私のBunkamura文学賞

推薦書籍

No.62

『もしもし、こちらは夜です』宮田ナノ 大和書房

伊野尾書店スタッフM

『もしもし、こちらは夜です』宮田ナノ 大和書房

私は夜が好きだ。

何をしているわけでなくても、気づいたら深夜2時を過ぎているなんて日常茶飯である。

次の日を思って毎度絶望するが、この本を読んだとき私自身の色々な夜も鮮やかに蘇った。

私の夜を全て肯定してくれているみたいに。

おばあちゃん家の庭で親戚が集まってバーベキューをして花火をしたこと、その後広く暗い廊下を歩いてトイレに行くのが怖かったこと。実家裏の田んぼに突っ立って流星群を待っていたらマダニに足を噛まれたこと、学生の頃塾をサボって夜の公園でおしゃべりしていたら親が探し回っていたこと。
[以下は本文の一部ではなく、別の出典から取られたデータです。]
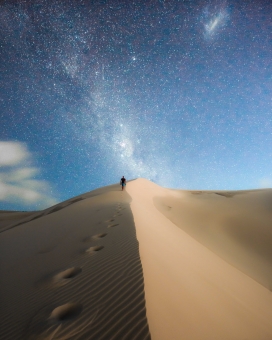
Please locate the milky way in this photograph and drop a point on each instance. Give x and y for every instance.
(178, 92)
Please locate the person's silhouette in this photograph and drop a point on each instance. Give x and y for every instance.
(123, 182)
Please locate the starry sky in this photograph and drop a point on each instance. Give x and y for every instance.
(178, 92)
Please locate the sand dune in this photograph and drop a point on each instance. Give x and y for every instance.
(73, 272)
(195, 287)
(201, 270)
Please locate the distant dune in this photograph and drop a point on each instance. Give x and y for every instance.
(146, 263)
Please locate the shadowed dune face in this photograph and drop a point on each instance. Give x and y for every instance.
(74, 272)
(234, 225)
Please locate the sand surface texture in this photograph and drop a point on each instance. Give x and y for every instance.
(73, 271)
(207, 262)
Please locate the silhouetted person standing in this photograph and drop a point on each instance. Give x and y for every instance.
(123, 182)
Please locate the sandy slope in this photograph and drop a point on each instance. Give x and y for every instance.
(73, 271)
(204, 256)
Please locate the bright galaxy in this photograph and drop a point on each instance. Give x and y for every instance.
(178, 92)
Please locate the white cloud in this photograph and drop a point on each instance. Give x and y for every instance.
(18, 184)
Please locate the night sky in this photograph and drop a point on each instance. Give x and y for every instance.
(178, 92)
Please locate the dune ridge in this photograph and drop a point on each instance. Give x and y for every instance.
(191, 292)
(74, 273)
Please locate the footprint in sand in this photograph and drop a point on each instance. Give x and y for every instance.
(98, 236)
(94, 249)
(113, 225)
(66, 312)
(66, 275)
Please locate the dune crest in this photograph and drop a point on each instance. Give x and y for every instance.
(73, 271)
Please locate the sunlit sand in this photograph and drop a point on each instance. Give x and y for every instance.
(144, 263)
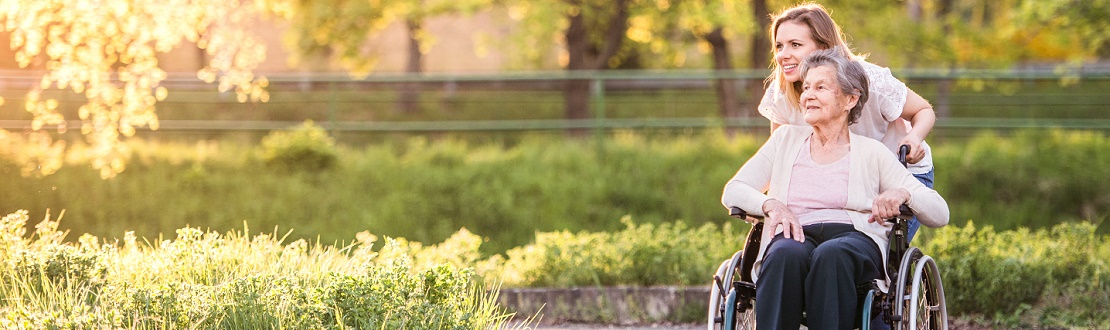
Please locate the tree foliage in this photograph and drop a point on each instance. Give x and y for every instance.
(106, 51)
(343, 29)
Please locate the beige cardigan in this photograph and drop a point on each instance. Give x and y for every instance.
(873, 170)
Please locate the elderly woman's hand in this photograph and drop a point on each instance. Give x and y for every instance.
(779, 215)
(886, 205)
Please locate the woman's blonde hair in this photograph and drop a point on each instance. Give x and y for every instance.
(825, 32)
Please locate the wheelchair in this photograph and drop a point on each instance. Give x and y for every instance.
(916, 299)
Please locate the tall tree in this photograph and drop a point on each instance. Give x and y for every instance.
(592, 32)
(106, 50)
(343, 28)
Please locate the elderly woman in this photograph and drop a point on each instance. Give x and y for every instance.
(828, 191)
(894, 115)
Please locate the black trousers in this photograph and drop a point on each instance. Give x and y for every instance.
(818, 277)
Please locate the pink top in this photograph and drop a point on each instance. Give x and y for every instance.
(818, 193)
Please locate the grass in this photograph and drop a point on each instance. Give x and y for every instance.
(426, 189)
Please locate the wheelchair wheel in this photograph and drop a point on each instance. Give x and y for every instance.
(719, 303)
(927, 308)
(920, 297)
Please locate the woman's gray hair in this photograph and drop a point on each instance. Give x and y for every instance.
(850, 77)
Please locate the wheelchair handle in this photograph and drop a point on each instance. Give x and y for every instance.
(902, 153)
(739, 213)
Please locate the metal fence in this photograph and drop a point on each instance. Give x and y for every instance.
(966, 100)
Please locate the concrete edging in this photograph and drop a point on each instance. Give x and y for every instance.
(608, 305)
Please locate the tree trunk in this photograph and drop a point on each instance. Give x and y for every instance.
(409, 100)
(760, 53)
(578, 48)
(576, 92)
(726, 88)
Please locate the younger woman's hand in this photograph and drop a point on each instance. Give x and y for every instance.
(887, 205)
(779, 215)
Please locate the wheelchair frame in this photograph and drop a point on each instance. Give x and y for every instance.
(915, 301)
(921, 295)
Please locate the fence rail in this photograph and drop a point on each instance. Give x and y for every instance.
(532, 101)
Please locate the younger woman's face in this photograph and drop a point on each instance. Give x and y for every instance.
(793, 42)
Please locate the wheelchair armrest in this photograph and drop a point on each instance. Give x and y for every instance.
(739, 213)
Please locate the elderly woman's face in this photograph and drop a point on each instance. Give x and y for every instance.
(821, 98)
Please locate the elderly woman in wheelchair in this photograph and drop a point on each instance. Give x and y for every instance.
(829, 195)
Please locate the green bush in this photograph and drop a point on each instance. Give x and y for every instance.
(1032, 178)
(1022, 278)
(305, 148)
(641, 255)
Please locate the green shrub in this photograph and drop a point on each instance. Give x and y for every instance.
(1031, 178)
(305, 148)
(1022, 278)
(641, 255)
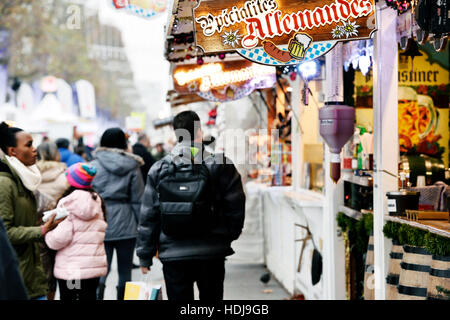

大人になって上京し歌舞伎町に震えたこと、深夜高速のオレンジ色の光を見つめながら何度も眠りについたこと。

数々の夜がちょっとだけくすぐってきて、ふふっと笑みが溢れる。

いつか「もしもし、こちらは夜ですよー」なんて、かつての私に話しかけられるような気がして、今日もこの本を片手についつい夜更かししてしまう。